This internship working at an early stage startup taught me a lot. I learned that independence requires accountability and clear planning to effectively deliver, especially in environments where things are moving fast and no one really knows what product the world wants. I want to be very independent but it is also pretty hard when you don’t know what you’re doing in a given context.
On another note, I find it kind of hard and excruciating to do the last 5% that turns a prototype into something a bit polished, and that can be key in some contexts. Gens was somewhat of a power user interface with a lot of complexity and to deliver in that scenario is precisely where you need a lot of product design. Product design is so important and hard! You can put so much thought into building designs and interfaces that naturally give your users the intuitions/reflexes to use your tools.

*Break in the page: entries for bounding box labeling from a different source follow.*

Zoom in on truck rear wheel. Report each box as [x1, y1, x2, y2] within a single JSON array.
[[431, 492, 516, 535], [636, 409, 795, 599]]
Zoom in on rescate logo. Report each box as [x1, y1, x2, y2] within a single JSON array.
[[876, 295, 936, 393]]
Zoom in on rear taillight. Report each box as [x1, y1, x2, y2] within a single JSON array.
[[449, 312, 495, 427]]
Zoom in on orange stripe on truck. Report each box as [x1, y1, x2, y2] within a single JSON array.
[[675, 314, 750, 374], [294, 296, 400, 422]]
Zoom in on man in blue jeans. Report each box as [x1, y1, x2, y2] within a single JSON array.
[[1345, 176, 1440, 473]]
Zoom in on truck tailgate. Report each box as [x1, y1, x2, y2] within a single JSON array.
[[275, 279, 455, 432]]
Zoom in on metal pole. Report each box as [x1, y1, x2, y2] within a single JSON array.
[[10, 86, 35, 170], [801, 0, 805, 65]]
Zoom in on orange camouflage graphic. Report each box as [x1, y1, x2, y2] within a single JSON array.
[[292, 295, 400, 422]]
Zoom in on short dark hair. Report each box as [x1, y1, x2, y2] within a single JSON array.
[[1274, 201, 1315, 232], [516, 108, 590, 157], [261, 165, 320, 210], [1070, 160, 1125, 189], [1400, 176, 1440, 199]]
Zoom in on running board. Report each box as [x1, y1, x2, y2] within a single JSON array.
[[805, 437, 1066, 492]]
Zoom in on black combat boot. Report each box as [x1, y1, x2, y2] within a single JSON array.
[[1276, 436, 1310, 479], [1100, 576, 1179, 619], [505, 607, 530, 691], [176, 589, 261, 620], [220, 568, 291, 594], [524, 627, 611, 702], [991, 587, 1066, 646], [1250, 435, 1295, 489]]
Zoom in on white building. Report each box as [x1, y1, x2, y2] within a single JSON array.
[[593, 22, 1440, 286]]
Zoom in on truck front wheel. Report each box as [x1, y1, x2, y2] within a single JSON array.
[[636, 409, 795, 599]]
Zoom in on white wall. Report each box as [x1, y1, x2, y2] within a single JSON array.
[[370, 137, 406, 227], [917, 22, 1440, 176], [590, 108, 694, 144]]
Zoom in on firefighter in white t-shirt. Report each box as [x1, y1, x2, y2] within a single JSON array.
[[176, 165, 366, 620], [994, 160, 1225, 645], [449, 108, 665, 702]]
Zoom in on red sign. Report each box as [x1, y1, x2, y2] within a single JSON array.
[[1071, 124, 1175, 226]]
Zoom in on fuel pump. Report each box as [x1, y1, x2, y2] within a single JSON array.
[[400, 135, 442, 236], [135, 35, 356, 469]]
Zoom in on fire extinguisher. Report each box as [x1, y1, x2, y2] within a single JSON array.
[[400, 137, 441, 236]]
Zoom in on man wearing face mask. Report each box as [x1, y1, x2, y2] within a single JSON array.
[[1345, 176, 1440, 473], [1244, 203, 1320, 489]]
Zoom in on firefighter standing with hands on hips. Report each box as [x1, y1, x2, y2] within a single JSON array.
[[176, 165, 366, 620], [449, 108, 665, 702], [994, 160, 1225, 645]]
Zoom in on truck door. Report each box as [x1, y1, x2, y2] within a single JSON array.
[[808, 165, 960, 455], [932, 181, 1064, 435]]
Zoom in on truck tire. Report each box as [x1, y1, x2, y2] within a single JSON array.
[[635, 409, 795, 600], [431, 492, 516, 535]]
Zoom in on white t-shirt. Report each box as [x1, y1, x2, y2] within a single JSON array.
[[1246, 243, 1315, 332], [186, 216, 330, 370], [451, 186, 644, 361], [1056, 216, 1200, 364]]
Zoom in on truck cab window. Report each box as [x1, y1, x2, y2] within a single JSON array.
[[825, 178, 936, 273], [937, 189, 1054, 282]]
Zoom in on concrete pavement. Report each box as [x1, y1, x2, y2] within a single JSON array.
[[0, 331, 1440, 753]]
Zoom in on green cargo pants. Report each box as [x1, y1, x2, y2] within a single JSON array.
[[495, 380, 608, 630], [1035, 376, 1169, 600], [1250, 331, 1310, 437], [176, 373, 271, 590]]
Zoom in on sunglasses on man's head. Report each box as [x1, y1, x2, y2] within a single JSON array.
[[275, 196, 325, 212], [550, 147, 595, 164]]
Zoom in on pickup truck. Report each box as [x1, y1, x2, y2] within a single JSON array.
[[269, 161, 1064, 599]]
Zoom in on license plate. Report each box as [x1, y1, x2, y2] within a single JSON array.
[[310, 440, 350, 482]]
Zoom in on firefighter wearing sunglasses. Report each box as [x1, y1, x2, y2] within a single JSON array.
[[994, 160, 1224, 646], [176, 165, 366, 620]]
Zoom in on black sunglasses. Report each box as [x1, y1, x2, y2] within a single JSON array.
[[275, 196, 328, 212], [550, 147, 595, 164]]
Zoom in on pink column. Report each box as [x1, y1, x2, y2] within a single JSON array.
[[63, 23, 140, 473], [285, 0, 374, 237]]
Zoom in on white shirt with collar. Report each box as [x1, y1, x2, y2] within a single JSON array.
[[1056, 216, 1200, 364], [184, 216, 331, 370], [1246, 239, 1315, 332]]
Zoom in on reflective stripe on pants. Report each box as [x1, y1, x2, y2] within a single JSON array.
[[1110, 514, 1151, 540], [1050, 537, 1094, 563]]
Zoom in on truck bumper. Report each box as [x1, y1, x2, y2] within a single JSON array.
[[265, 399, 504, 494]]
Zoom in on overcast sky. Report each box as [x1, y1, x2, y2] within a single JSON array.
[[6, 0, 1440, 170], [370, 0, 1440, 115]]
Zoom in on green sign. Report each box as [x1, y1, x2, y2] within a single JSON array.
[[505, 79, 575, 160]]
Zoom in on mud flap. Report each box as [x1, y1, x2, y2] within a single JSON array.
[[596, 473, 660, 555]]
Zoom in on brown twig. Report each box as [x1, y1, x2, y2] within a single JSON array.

Working at a startup in the future seems fun. The founders were playing with a lot of constraints in terms of technical output and social considerations around funding and team dynamics/etc… and are doing well. I made a lot of good memories and am excited to see what they get up to.
On the technical side:
- did more Rust and learned a lot here, got better
- learned React from scratch
- did more async stuff/profiling
The spring semester became a semester somewhat purely focused on my courses, as I grew a bit overwhelmed with a pretty heavy courseload, and didn’t have much time for anything else. I think I had to do this to feel what it was like and decide not do it again, probably (gotta live your ego!).
8.022, Electricity and Magnetism, 10/10. This is MIT’s notorious version of E&M, with only like ~40 people enrolled instead of 700, because it’s more proof focused/mathy. It was really good, but easily took 12-15 hours a week. Recitations were high quality and the problems were thought-provoking. Makes me want to do more physics.
- 18.702, Algebra II, 8/10, covering fields, rings, some representation theory, culminating in Galois theory. This course gave me a new jump in mathematical maturity (? I think), and definitely does a lot of cool stuff, but the problems were sometimes too computational and it took a lot of time. I’m not sure how deep into pure mathematics I want to go, and this is another question I must answer!
- 21L.004 Reading Poetry, 8/10, was quite good and gave me some nice perspective and reference on (mostly) black poetry in the US.
- 6.1220, 6/10, Design and Analysis of Algorithms, the second algos course at MIT. It covered a wide array of topics, but the difficulty was concentrated in exams as opposed to problem sets, and it was very much breadth as opposed to depth, which I didn’t love. Did not end up spending much time on it.
- 6.101, N/A, Fundamentals of Programming, I knew the content and expedited this course because it’s a requirement, but think it’s well designed and intense if you don’t know much programming.
For the fall, I was trying to take it more light, but ended up going still a bit too hard on courses, albeit much more chill than the spring.
See post on classes.
- 18.404, Theory of Computation, 10/10, by the renowned Mike Sipser. I recommend his book and this course. Good problems, very interesting ideas, and a good framing for a lot in computer science. Pretty chill workload.
- 21W.771, 10/10
- 2.678, Electronics for mechanics, 9/10, a great electronics class where I got to understand how electronic systems work and bridge the gap with E&M, reverse engineer circuits, build stuff, and grow in general. Highly recommend! Ends with a control/EE project to make a line following algorithm for a toy car.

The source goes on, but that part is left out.